Human MHC genes are found spread over a 7 Mb (megabase pair) genomic region on chromosome 6, where the MHC genes are linked but interspersed with non‐MHC genes (Chin et al., 2020; Jain et al., 2018). Human MHC (human leucocyte antigen [HLA]) class I alleles in open reading frame are found at six different loci (HLA‐A, ‐B, ‐C, ‐E, ‐F, ‐G) and the majority of these have orthologous loci in other great apes (Hominidae), lesser apes (Hylobatidae), and other primate clades (monkeys) (Shiina & Blancher, 2019). Interestingly, several of the MHC class I genes have been tandemly duplicated in monkeys as characterized in the cynomolgus macaque, Macaca fascicularis (Shiina & Blancher, 2019). Cynomolgus macaques have several MHC class I loci with a large number of paralogues, whereas humans only have a single MHC class I gene copy per locus (Figure 3). The structural genomic organization of MHC is relatively conserved among mammals but strikingly different in other vertebrate groups such as fish and birds (Balakrishnan et al., 2010; Chen et al., 2015; Shiina et al., 2007; Yamaguchi & Dijkstra, 2019). There has been a particular interest in studying MHC in wild birds, probably because early on it was hypothesized that MHC could influence traits that affect mate choice (Zelano & Edwards, 2002). Songbirds have highly duplicated MHC class I and IIB genes, many paralogues, and although the number of MHC alleles per individual, over a large number of paralogues, can be measured using high‐throughput amplicon sequencing, the genomic organization of the MHC genes is still to a large extent unknown (Balakrishnan et al., 2010; Biedrzycka et al., 2017; O'Connor et al., 2016; Sutton et al., 2018).
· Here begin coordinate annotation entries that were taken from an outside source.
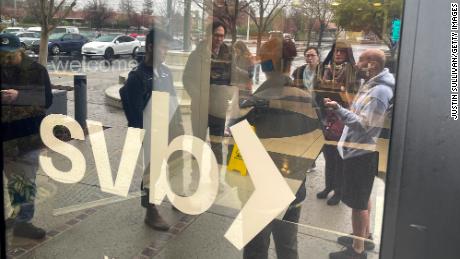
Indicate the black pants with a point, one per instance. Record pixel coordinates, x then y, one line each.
284 235
216 128
334 168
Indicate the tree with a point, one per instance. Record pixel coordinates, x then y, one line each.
127 8
262 13
319 11
363 15
50 14
97 13
147 7
226 11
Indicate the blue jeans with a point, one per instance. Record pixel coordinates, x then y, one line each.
284 235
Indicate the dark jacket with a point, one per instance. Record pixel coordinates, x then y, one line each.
285 116
21 120
297 75
137 91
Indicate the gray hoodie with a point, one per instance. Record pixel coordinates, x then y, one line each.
365 119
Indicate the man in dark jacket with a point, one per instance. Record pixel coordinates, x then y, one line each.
306 76
26 93
150 75
212 57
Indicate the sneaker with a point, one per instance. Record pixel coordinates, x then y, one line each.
323 194
27 230
334 200
348 253
154 220
348 241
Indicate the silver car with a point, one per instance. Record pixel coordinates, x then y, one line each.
27 38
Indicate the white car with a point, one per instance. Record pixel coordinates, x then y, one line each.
13 30
110 45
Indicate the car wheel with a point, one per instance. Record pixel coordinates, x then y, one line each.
55 50
108 53
135 50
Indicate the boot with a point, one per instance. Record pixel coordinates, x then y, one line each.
27 230
323 194
335 199
154 220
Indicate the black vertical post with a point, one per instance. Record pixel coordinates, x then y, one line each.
80 99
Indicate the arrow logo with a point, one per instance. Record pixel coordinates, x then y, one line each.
271 196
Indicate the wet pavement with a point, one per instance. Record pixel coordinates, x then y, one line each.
83 222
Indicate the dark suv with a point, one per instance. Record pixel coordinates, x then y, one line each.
62 42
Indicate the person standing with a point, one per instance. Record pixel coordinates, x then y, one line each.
151 75
211 56
339 75
363 124
26 94
277 55
306 76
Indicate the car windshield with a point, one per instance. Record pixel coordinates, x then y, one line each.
56 36
59 30
106 38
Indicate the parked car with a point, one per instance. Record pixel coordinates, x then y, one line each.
66 29
288 36
13 30
27 38
35 29
62 42
142 40
110 45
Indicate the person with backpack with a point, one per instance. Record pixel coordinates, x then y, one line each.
26 94
151 75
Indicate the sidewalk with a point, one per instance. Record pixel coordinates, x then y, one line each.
83 222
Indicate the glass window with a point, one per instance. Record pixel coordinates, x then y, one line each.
268 128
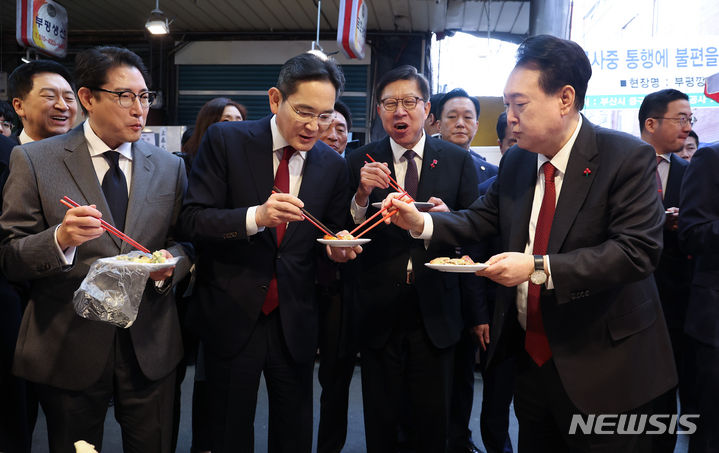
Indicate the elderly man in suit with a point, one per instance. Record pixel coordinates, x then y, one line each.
576 209
79 365
409 316
698 226
256 309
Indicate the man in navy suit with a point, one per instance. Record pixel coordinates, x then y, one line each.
576 209
698 226
665 120
256 309
409 316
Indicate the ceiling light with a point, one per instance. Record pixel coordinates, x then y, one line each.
157 23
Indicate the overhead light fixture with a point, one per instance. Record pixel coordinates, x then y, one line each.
157 23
In summary, classical MHC genes; (i) have high polymorphism, (ii) have high sequence divergence among alleles within species in the exons that encode the antigen binding region but low sequence divergence in the exons that encode the structural parts, (iii) are often found in a synteny of tandemly duplicated paralogues within loci, and (iv) are found in genomic regions with accumulation of repetitive sequences (TEs).
Amplicon‐based technologies to characterize MHC diversity have been used successfully in a wide range of non‐model organisms (Minias et al., 2019; O'Connor et al., 2018), whereas short‐read de novo assembly approaches are challenging due to gene copy number variation between individuals within species. Added to this is the high polymorphism and low allelic divergence in both newly duplicated gene copies and genes subjected to gene conversion. Due to the repetitive nature of the MHC region it is difficult to assemble, as individual sequence reads from short‐read technology do not span gene copies and hence several MHC gene copies or clusters are often collapsed into a single MHC gene or cluster. This results in an underestimation of the true number of MHC genes. However, due to the high degree of heterozygosity the true number of MHC gene copies can also be overestimated by mistakenly counting MHC alleles instead of MHC genes. Long‐read technologies are helping to address these issues. For example, a human genome assembled from ONT data assembled all class I HLA genes on a single 3 Mb contig (Jain et al., 2018). Similarly, a de novo genome assembled for the water buffalo using PacBio reads resulted in characterizing all MHC class II genes on a single 218 kb contig, whereas this region previously had 26 gaps when assembled using short reads (Low et al., 2019).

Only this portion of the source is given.